AASL Communities of Practice (CoP) Frequently Asked Questions

How do I join a Community of Practice?

You will want to ensure that you are logged into ALA Connect and that your AASL membership is current.

To join AASL, visit www.ala.org/aasl/about/join. If you have questions regarding your membership, please contact the Member Relations & Services (MRS) Center at customerservice@ala.org or 1-800-545-2433.

Why am I not receiving notifications from the CoP?

First, make sure that the CoP you signed up for is shown in your list of communities:

  1. Log in to connect.ala.org.
  2. Click your profile picture at the top right corner of the screen. (Next to “HI, [Your Name].)
  3. Click on the Communities button. This will list all of the ALA Connect communities you are a member of.

To access, update, or change communication preferences:

  1. Above your list of communities, you will see a My Account drop down menu. Click to open the menu and select Community Notifications.
  2. Scroll down and you will find a list of all your communities. Here you can use a drop-down menu to set your notification preference for each community. You can choose between:
    • Real time: A notification will be sent to you as soon as a post is submitted to the community.
    • Daily Digest: All new posts will be consolidated into one email you will receive at the end of the business day.
    • No mail.

The list of CoPs does not really interest me, how can I start a new CoP?

AASL loves to hear from members with suggestions for new CoP, so please submit your suggestion by filling out this form. BUT we do suggest that you try at least one of the current CoP to get a sense of the community and what it may have to offer. If your suggestion is accepted by the Member Engagement Committee to move forward, you will be contacted for input.

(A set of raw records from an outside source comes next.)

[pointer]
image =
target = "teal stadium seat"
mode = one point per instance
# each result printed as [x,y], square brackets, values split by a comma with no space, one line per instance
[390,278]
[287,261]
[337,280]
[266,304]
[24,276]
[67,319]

Having an example of how the other CoPs have structured their communities will help you in getting started.

How is a CoP different from an AASL Section?

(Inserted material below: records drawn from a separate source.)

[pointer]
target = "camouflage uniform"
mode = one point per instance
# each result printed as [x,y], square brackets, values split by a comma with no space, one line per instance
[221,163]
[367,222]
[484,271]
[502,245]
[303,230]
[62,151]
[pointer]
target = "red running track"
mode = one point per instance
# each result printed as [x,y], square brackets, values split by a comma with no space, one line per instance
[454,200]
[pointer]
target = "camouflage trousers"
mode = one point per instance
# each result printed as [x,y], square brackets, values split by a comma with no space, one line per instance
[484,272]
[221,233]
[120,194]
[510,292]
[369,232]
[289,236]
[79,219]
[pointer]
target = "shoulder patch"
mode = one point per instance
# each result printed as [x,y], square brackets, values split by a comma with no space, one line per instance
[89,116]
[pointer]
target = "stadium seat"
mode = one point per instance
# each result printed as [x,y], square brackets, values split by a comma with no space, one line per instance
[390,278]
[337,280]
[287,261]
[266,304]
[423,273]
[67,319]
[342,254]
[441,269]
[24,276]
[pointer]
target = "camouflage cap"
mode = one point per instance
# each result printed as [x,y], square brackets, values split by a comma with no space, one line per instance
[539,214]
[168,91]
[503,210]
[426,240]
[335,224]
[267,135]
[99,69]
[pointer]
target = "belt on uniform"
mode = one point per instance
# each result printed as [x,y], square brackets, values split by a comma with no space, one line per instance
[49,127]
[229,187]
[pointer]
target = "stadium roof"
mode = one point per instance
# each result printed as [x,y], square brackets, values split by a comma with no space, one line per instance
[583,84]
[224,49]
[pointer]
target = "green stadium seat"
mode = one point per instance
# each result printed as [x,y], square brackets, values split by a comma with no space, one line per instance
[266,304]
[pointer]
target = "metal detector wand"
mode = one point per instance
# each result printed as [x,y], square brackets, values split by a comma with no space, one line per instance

An AASL Section is defined as a group “who represent a special field of activity clearly distinct from that of any existing section,” and is much more formal than a CoP. Sections have a minimum required member number, elect leaders, and have formal meetings. CoPs are built around a shared need and not a specific role/activity (educator of school librarians, supervisor, independent school). CoPs are also intended to be fluid and timely with the ability to come and go as the needs of the membership shift.